I started doing a bit of research on the subject and ran across this explanation. Most of you know I’m a true believer in exploring the dark annals of history. Not only it is fascinating writing fodder, but I happen to believe that we are creatures of habit. If we made the mistake once, and we didn’t learn from it, we certainly can do it again.
“Our time most closely resembles the period after the late 15th century … nothing has happened like the impact of the personal computer and the internet since the advent of the printing press … We live in a time of massive technological disruption of the public sphere. And most of us underestimate it, especially those of us who cling to old ways of getting information.”
Naill goes on to parallel the reformation period with that of today’s society.
I’ll be honest–that scared me a little.
Martin Luther believed the printing press would fulfill the church’s promise to bring the masses to Christ. And while it did bring about significant changes in religion, no one even came close to predicting the upheaval having printing capabilities would bring.
Mass propaganda was used to divide religious sects. Pamphlets meant to insight anger, and violence seeped into the mainstream. Downright heretical books were printed, which sent many on literal witch hunts. There was now a way for informational and revolutionary ideas to be heard throughout the land. And because the middle class had access to written words, the stranglehold of ignorance the upper class had held for centuries was forcibly loosened. Secular books in science became popular, transitioning the world which, of course, spawned an unholy reaction from the church. And the fact that religious monks were no longer solely responsible for book copying made it impossible for the church to control what was being shared.
All of this eventually led to societies across the globe being pulled apart from their fragile seams.
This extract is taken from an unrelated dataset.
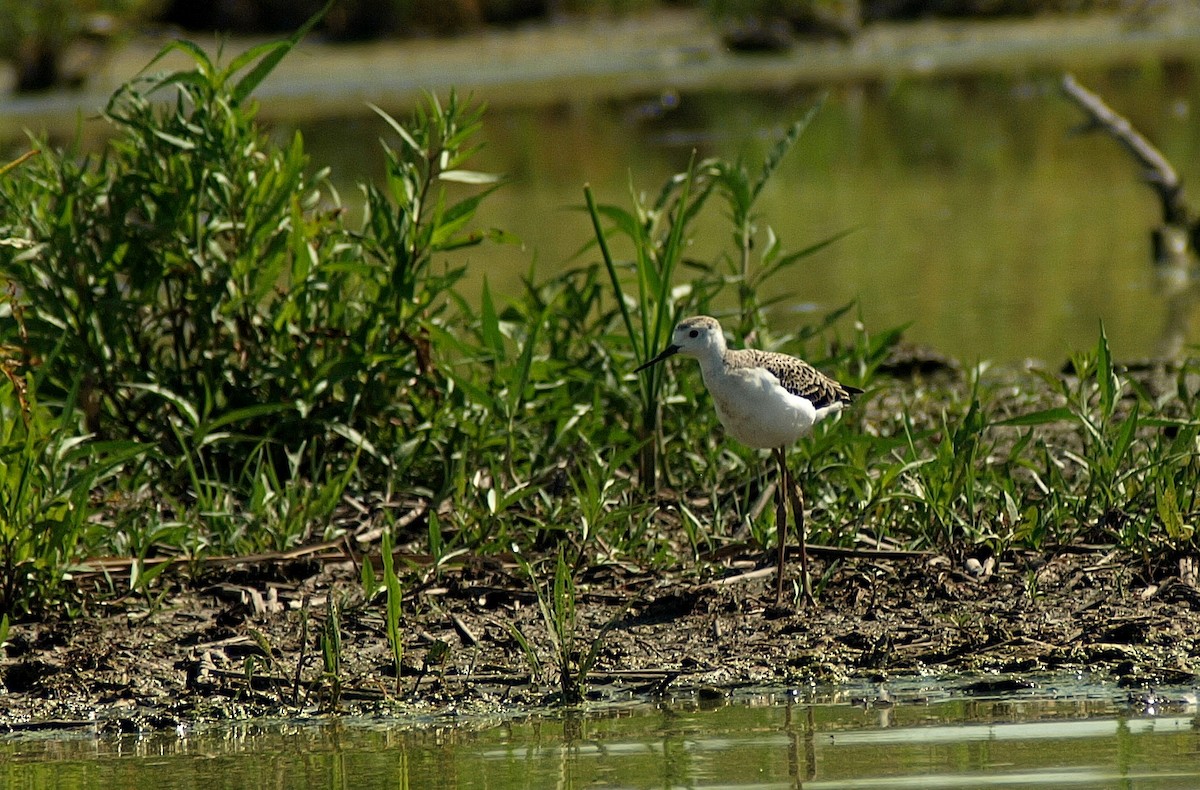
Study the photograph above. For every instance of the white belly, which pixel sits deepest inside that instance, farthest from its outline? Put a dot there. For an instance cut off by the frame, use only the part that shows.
(756, 411)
There is still time to veer from the destructive path polarization is leading us down. But to do that, we must allow the issues to resonate within us, to to affect us. And we must listen to those that are affected too, not with the superior arrogance of wanting to be”right,” but with humility and compassion needed to understand. We must keep listening until the sounds wane, wash away, meld into the sweet silence of understanding.
And then we must move onto the next chord–together.